地産再エネ資源を利用したレジリエントでカーボンニュートラルな離島モデルの構築プロジェクト
概要
島の課題
- 収蔵施設が小規模かつ漁船への供給が優先となっているため、家庭用燃料には20L/回の購入制限が設けられている。
- 四方を海に囲まれた島しょ地域で急峻な地形も存在するなどの地理的・地形的な条件から、豪雨災害等による被害が度々発生しており、防災拠点施設等への自立・分散型エネルギーが必要とされている。
- 島内で消費するエネルギー量の5.3倍のポテンシャルを有している一方、再エネ自給率は4.7%に留まっている。
位置図
調査体制
取組概要
- 充電済みの可搬型蓄電池を実証家庭に配置する。
実証家庭では、生活に必要な家電、冷暖房機、AV機器等を蓄電池からの給電で使用する。 - 既に商用化されているモニタリングシステムを参考に、家庭に設置された蓄電池の残量等を遠隔でモニタリングするシステムの確認を行い、実施可能であれば上記と併せて簡易実証を行う。
- ソーラーシェアリングの導入可能性を確認するため、ソーラーシェアリング導入の先行地域の現地調査を行う。
目指す姿・期待する効果
上天草市全体の脱炭素化を推進する主体として、地域企業を中心として地域エネルギー会社を設立する。同社の事業の一部として、湯島において再エネ発電や同電力の蓄電池への蓄電、さらには蓄電池を各家庭に設置し、各家庭は蓄電池からの電力で生活する。各家庭に設置された蓄電池はリモートで蓄電量等がモニタリングされ、残量0となる前に充電された蓄電池にリプレースされる。
- 各家庭の電力は再エネ電力由来のものとなりCO2の排出はゼロとなる。
- 系統電力からの買電は必要最小限となり、結果としてレジリエンス機能が強化される。
- 設立する地域エネルギー会社は利益を確保することができれば、地域の電力供給を支えるだけでなく、地域雇用を生み出す効果も期待できる。
主な実証内容
実証内容
- ①可搬型蓄電池による生活実証
充電済みの可搬型蓄電池を実証家庭に配置する。実証家庭では、生活に必要な家電、冷暖房機、AV機器等を蓄電池からの給電で使用する。 - ②モニタリングシステムの確認(簡易実証)

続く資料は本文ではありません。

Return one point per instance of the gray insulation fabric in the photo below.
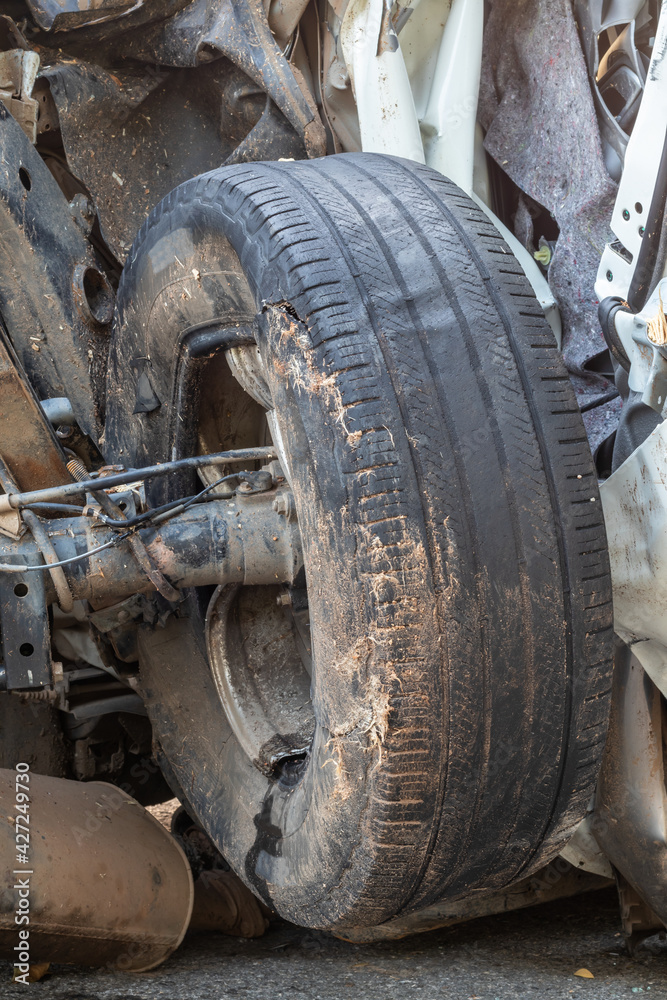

既に商用化されているモニタリングシステムを参考に、家庭に設置された蓄電池の残量等を遠隔でモニタリングするシステムの確認を行い、実施可能であれば①と併せて簡易実証を行う。 - ③ソーラーシェアリングの先行事例調査
湯島では家屋の老朽化等により、屋根置き型の太陽光発電設備の設置が難しい。そこで、島内の耕作放棄地を活用したソーラーシェアリングの導入可能性を確認するため、ソーラーシェアリング導入の先行地域の現地調査を行う。
主な実証結果
①・②:2022年10~11月、2023年2月に2回に分けて実施。
1日1回の交換で各家庭の主要な家電への電力供給が可能であった。
また、2回目には、蓄電池運搬に係る人的負担軽減策としてアシストスーツ、蓄電池運搬手段としてEVトライクを活用するなど事業化した際の具体的な運用を想定した要素を追加した実証を行った。
③:2023年2月末に千葉県の先行事例を視察。
成果と課題
蓄電池を各種家電に接続して生活すること自体には大きな支障はないと考えられる。一方で、蓄電池を運搬することの人的負担は想像以上に大きい。蓄電池の設置場所が屋外になるなど交換しやすい環境が整備されたとしても、道路~各家庭の玄関・勝手口等への段差は随所に見受けられる。また、蓄電池自体相当重量があるため、技術の進展により軽量・小型で大容量の電池が開発されることを期待する。
ソーラーシェアリングの導入については、ハード(技術)面では湯島に設置すること自体に大きな問題はないと考えられる。ソフト面では、建設候補地及び土地に関する権利等の整理が必要となる。発電事業者・農業従事者の法人のあり方や契約の形態等も、各地域の事情によって異なると想定される。また、建設候補地の確定以後では、地権者の同意取得、農業委員会への農地転用の申請、架台下で行う農業・作物の選定といった検討・作業が必要になる。
湯島における事業展開は単独では収支が赤字になる可能性が高いため、今後設立予定の地域エネルギー会社は市内他エリアでPPA事業等の収益の柱を確保してから、本格的に事業化に取り組んでいくことが考えられる。